My daughter was enrolled in her old school in Las Vegas, which was all virtual learning at the time. We had gone to Thailand by the time they wanted the kids back in physical school, which was complete chaos due to stops and starts of COVID cases, isolation, quarantine and closures. It was clear to me that all of the things that I had loved about my child attending physical school, from the chance to play with other children at recess, to field trips to assemblies like the one where she had won a citizenship award that she had been so proud of, were gone. Thailand schools were equally turning into basketcases, closing for two months and opening for two weeks over the ebb and flow of the COVID catastrophe.
So I put my girl into a USA based homeschool program. It has been a lot of hard work, and my hat is off to teachers everywhere. I've lost a fair amount of income from being mommy teacher and best friend to my third grader. But I hold hope that mass disobedience is the way of the future. Compliance with insane dictates is leading down a future road that nobody could want, save perhaps a few billionaires with God complexes.
Has anyone else started to unplug from it all?
Yeah, the schools have gotten so strange, kids are spending about half the time at home anyway, as everything shuts down once one person shows up with a cold.

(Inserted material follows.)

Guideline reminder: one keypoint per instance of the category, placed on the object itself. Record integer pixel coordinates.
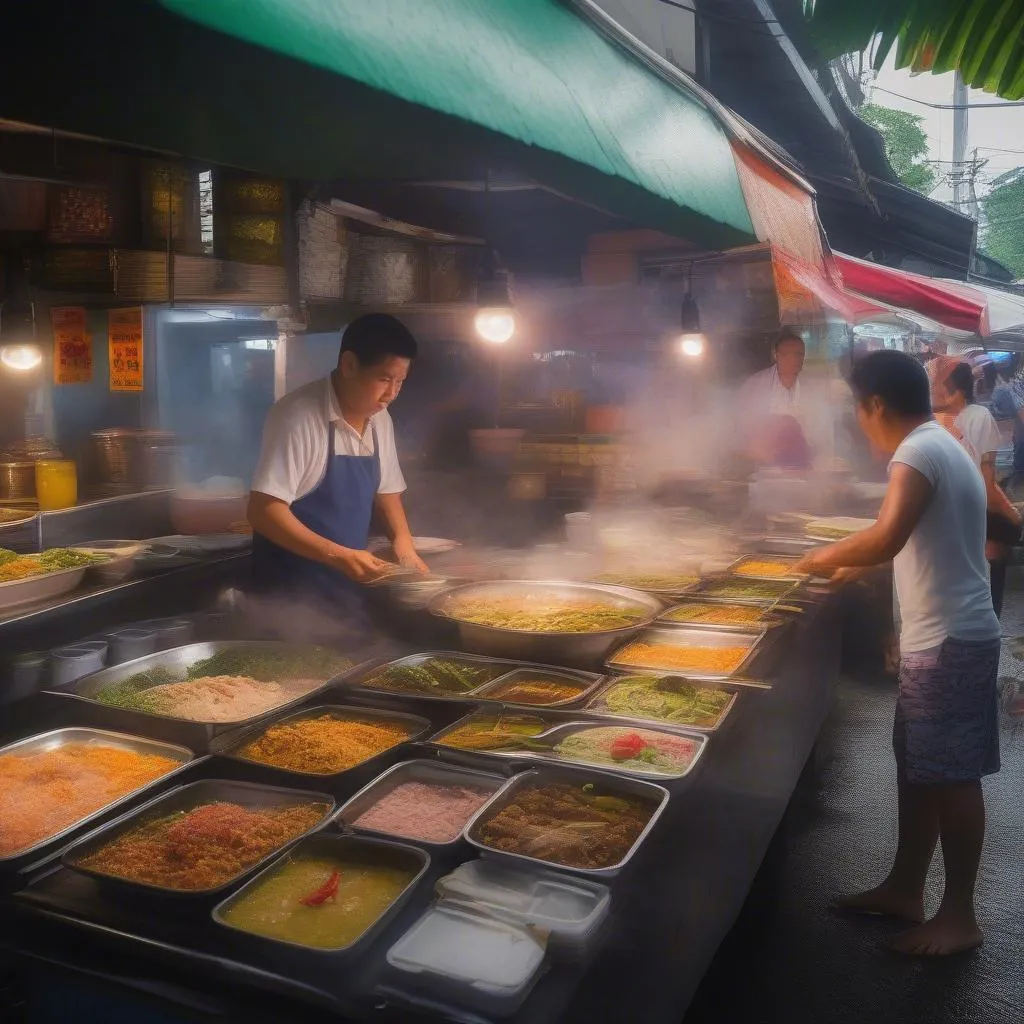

I share a similar hope re: mass disobedience. Hopefully some leaders with strong administrative skill can emerge, so we can start building some parallel economies and communities.🤞
And ditto too re the leaders with God complexes. Just the other day I read this article from the International Monetary Fund about creating a plan for after covid. They started the article with this quote:
"Had I been present at the Creation, I would have given some useful hints for the better ordering of the universe."
—Alfonso X, King of Spain, 1252–1284
https://www.imf.org/external/pubs/ft/fandd/2020/06/the-international-order-post-covid19-dabla.htm
Could it be more overt that they consider themselves to be some sort of a God?!
Respect, Amy. Praying for your daughter. Weeping for the many children's lives ruined. Not from a virus, but from the hysteria of a society responding to fear. Humans are tragic creatures.
I think you made the right call. You made it in love.